All papers were first title and abstract screened by CH or DW. Papers then were full text reviewed by CH to ensure each paper met the required eligibility criteria, if unsure about a paper it was also full text reviewed by DW. All papers that were retained post full-text review were subjected to a standardised data extraction procedure. A table was made for the purpose of extracting the following data: title, authors, origin, year of publication, study design, aim, disaster type, sample size and characteristics, variables examined, results, restrictions/limitations, and recommendations. Supplementary file 3 details the charting the data process.

Analytical method

Data was synthesised using a Framework approach [ 32 ], a common method for analysing qualitative research. This method was chosen as it was originally used for large-scale social policy research [ 33 ] as it seeks to identify: what works, for whom, in what conditions, and why [ 34 ]. This approach is also useful for identifying commonalities and differences in qualitative data and potential relationships between different parts of the data [ 33 ]. An a priori framework was established by CH and DW. Extracted data was synthesised in relation to each research question, and the process was iterative to ensure maximum saturation using the available data.

Study selection

The final search strategy yielded 3584 records. Following the removal of duplicates, 2191 records remained and were included in title and abstract screening. A PRISMA flow diagram is presented in Fig.  1 .

figure 1

PRISMA flow diagram

At the title and abstract screening stage, the process became more iterative as the inclusion criteria were developed and refined. For the first iteration of screening, CH or DW sorted all records into ‘include,’ ‘exclude,’ and ‘unsure’. All ‘unsure’ papers were re-assessed by CH, and a random selection of ~ 20% of these were also assessed by DW. Where there was disagreement between authors the records were retained, and full text screened. The remaining papers were reviewed by CH, and all records were categorised into ‘include’ and ‘exclude’. Following full-text screening, 26 papers were retained for use in the review.

Study characteristics

This section of the review addresses study characteristics of those which met the inclusion criteria, which comprises: date of publication, country of origin, study design, study location, disaster, and variables examined.

Date of publication

Publication dates across the 26 papers spanned from 2008 to 2020 (see Fig.  2 ). The number of papers published was relatively low and consistent across this timescale (i.e. 1–2 per year, except 2010 and 2013 when none were published) up until 2017 where the number of papers peaked at 5. From 2017 to 2020 there were 15 papers published in total. The amount of papers published in recent years suggests a shift in research and interest towards CR and SC in a disaster/ public health emergency context.

figure 2

Graph to show retained papers date of publication

Country of origin

The locations of the first authors’ institutes at the time of publication were extracted to provide a geographical spread of the retained papers. The majority originated from the USA [ 35 , 36 , 37 , 38 , 39 , 40 , 41 ], followed by China [ 42 , 43 , 44 , 45 , 46 ], Japan [ 47 , 48 , 49 , 50 ], Australia [ 51 , 52 , 53 ], The Netherlands [ 54 , 55 ], New Zealand [ 56 ], Peru [ 57 ], Iran [ 58 ], Austria [ 59 ], and Croatia [ 60 ].

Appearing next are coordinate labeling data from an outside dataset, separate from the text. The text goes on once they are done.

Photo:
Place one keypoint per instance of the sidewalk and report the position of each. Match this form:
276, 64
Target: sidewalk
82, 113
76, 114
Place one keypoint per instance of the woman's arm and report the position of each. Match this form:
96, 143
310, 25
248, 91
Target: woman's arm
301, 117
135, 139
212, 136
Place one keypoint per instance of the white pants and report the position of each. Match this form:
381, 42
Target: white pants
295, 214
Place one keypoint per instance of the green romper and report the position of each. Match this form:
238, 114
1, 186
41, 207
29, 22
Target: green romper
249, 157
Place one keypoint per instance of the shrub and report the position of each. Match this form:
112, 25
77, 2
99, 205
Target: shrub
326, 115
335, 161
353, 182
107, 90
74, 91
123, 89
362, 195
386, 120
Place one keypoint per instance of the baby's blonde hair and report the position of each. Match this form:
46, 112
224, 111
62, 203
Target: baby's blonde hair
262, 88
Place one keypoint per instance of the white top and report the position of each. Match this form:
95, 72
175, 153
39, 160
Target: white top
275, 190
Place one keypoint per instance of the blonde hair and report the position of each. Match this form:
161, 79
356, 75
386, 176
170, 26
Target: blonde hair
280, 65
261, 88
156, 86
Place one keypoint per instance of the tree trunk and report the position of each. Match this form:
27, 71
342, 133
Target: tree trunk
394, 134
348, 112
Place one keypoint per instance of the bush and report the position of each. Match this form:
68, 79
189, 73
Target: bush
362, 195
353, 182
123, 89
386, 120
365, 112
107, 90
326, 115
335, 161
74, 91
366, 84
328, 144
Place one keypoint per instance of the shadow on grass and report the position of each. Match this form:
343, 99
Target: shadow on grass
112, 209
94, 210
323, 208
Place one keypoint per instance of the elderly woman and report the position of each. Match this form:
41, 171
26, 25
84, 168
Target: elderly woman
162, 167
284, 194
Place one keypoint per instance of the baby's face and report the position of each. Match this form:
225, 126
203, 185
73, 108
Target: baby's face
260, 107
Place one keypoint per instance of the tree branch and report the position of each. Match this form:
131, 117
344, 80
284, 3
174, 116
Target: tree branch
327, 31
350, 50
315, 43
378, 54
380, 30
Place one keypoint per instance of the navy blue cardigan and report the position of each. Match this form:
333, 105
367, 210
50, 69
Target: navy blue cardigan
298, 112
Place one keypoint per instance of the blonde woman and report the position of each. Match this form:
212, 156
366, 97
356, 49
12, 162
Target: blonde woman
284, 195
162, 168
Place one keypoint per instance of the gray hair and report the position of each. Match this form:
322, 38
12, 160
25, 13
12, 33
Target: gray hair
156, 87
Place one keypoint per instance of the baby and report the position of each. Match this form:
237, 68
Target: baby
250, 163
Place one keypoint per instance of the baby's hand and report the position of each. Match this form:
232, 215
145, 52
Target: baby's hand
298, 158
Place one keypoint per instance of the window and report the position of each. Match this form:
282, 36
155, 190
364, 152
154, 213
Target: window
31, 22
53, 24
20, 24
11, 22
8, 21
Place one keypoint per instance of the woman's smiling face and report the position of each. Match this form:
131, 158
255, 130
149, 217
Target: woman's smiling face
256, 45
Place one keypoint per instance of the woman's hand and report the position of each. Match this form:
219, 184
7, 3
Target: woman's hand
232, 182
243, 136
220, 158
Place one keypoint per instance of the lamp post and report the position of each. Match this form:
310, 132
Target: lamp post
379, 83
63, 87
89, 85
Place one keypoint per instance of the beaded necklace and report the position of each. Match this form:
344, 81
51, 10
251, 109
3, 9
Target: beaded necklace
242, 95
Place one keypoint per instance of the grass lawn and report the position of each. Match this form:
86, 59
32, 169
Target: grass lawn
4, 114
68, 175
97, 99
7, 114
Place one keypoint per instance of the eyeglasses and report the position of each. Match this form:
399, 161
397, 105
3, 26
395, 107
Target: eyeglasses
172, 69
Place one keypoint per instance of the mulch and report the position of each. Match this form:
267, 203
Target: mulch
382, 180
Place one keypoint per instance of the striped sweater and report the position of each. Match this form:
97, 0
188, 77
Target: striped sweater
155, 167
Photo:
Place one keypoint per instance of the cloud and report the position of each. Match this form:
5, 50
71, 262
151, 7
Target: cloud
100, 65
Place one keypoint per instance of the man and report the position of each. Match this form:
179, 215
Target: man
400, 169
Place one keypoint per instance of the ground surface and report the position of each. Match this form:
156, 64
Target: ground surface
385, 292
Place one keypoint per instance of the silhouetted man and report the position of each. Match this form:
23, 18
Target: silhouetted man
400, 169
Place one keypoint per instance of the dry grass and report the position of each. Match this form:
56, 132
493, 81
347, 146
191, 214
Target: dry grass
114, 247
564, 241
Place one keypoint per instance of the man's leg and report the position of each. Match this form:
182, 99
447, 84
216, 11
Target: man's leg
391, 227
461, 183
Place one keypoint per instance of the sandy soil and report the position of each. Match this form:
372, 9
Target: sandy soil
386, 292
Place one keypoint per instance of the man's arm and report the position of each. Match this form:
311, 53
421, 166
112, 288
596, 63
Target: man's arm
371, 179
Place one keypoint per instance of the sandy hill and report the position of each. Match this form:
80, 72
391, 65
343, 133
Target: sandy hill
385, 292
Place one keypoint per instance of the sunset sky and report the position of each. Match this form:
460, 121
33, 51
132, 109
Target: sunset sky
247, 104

There were multiple methodological approaches carried out across retained papers. The most common formats included surveys or questionnaires [ 36 , 37 , 38 , 42 , 46 , 47 , 48 , 49 , 50 , 53 , 54 , 55 , 57 , 59 ], followed by interviews [ 39 , 40 , 43 , 51 , 52 , 60 ]. Four papers used both surveys and interviews [ 35 , 41 , 45 , 58 ], and two papers conducted data analysis (one using open access data from a Social Survey [ 44 ] and one using a Primary Health Organisations Register [ 56 ]).

Study location

The majority of the studies were carried out in Japan [ 36 , 42 , 44 , 47 , 48 , 49 , 50 ], followed by the USA [ 35 , 37 , 38 , 39 , 40 , 41 ], China [ 43 , 45 , 46 , 53 ], Australia [ 51 , 52 ], and the UK [ 54 , 55 ]. The remaining studies were carried out in Croatia [ 60 ], Peru [ 57 ], Austria [ 59 ], New Zealand [ 56 ] and Iran [ 58 ].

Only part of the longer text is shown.